Cavus foot is a condition where the foot has an extremely high arch. Due to the higher arch, a tremendous amount of weight is placed onto the heel and ball of the foot when standing or walking. Cavus foot can cause any number of symptoms and signs, such as instability and pain. The condition can develop at any point in time. One or both feet can be affected.

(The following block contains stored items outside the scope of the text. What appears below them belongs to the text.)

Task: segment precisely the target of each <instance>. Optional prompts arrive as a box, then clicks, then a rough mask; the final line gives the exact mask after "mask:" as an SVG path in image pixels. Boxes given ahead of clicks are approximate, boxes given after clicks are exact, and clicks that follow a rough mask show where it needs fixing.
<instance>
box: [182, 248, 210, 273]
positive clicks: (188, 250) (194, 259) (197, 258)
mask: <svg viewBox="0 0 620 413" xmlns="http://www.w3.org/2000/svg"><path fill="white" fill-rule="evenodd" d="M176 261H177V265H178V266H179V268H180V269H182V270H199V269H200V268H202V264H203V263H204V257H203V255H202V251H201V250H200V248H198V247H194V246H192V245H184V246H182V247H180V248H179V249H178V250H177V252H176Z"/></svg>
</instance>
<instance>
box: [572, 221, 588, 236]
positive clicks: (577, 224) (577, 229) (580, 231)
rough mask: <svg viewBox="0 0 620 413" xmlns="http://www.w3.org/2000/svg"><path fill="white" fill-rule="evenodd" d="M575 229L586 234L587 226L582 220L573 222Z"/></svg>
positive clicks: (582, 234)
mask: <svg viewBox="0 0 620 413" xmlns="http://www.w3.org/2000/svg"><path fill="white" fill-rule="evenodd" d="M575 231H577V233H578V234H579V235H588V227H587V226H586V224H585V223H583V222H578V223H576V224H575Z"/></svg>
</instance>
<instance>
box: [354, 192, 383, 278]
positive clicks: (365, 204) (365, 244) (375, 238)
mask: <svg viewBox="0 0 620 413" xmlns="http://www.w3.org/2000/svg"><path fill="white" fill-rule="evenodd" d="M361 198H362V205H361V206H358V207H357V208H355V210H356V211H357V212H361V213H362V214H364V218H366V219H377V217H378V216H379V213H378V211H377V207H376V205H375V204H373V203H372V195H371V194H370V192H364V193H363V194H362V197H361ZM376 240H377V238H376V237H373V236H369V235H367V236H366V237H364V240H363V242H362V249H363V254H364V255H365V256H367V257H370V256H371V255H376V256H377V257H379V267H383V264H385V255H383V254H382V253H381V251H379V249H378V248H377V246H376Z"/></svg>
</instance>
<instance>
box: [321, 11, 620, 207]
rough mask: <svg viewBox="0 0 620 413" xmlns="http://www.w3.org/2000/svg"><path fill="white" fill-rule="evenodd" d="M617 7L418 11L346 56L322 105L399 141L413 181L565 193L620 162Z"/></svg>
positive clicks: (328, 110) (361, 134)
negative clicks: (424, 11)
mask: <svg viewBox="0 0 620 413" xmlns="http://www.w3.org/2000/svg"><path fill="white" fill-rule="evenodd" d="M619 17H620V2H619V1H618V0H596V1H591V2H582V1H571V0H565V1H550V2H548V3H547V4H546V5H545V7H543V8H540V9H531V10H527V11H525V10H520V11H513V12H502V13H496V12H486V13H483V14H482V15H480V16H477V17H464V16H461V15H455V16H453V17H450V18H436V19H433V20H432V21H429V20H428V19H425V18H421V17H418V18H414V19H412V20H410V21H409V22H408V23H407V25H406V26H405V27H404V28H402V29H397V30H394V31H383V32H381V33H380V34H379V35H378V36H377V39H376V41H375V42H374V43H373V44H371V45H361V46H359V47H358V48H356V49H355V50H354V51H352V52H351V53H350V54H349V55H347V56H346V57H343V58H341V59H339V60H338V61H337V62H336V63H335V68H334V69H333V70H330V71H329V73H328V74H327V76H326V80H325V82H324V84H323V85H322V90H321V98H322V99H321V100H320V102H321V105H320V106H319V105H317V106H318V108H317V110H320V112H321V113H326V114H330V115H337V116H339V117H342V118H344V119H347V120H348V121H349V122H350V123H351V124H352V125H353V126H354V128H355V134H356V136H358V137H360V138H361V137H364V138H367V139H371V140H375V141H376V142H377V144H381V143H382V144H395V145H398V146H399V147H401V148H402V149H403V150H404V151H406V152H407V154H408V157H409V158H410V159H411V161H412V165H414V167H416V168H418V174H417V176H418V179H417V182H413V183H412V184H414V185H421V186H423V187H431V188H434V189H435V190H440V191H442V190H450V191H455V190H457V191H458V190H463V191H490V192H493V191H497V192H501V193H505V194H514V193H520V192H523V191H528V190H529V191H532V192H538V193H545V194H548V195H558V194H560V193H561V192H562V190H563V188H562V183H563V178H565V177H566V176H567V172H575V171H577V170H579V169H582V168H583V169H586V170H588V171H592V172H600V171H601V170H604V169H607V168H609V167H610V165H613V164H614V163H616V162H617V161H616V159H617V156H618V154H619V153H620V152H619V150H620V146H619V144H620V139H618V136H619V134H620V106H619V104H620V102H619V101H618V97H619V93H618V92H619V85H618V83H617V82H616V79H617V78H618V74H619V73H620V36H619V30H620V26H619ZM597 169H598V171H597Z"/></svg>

Cavus foot, known often as pes cavus, is often just a variation of normal, so should not necessarily be seen as a pathology. In fact in the middle ages in England, it was seen as a sign of the aristocracy.

Cavus Foot Anatomy

Cavus foot is commonly used to describe a spectrum of different foot shapes that all have a high arch in common. The components of the cavus are an increased pitch and varus within the hind foot, adduction and varus within the forefoot and plantar flexion within the midfoot. The cavus shape tends to be associated with any changes within the mechanics of the foot. It is significantly less balanced and flexible than that of a neutral foot. Even though 1/5 to 1/4 of the population has the condition, many people do not have any symptoms or problems as a result of pes cavus.Cavus Foot

How to Treat Cavus Foot:

  1. Physical Therapy and Podiatry

Physical therapy and podiatry might be prescribed to help strengthen and stretch the muscles within the lower leg. Weak muscles on the outside of the lower leg and tight calf muscles tend to be present in this condition. Even though therapy might not be able to change the shape of the foot, it can help with controlling function and pain. Since the foot is often rolled inward accompanied by the high arch, the individual is prone to a chronic ankle sprain. Using reactive muscle strengthening can be beneficial, as well as ankle bracing. Your therapist might also look at your gait.

  1. Tendon Lengthening

This particular procedure involves making small cuts within the tight tendons of the lower leg to provide the foot with better alignment. After surgery, a period of immobilization for multiple weeks is required to let the tendons heal.

  1. Osteotomy

If the condition has existed since childhood and the bony structure of the foot hasn’t grown properly, small sections of the bone might need to be removed to restore proper positioning of the foot. The first metatarsal, which is located in the midfoot behind your big toe, is often treated with this procedure. Most of the time, the metatarsal is positioned at a downward angle greater than normal, which helps to roll the ankle outward when the person bears weight on the foot. This procedure helps to normalize the angle and put the foot into a neutral position. There are times when this procedure is performed in conjunction with soft tissue surgery.

  1. Arthrodesis

This particular procedure will lock the joint affected into a fixed position. Even though this procedure is a last resort, it sometimes proves necessary to correct the deformity or when arthritis is found.


  1. If you notice you have a particularly high instep, you may have pes cavus.
  2. An unstable foot from the heel tilting inward could end up leading to ankle sprains.
  3. If calluses develop on the side, ball or heel of the feet, you need to have that checked out.

A podiatrist will be able to assess the problem.

  1. Hammertoes or claw toes could be a sign of cavus foot.
  2. Genetics plays a key role in who is afflicted with cavus foot.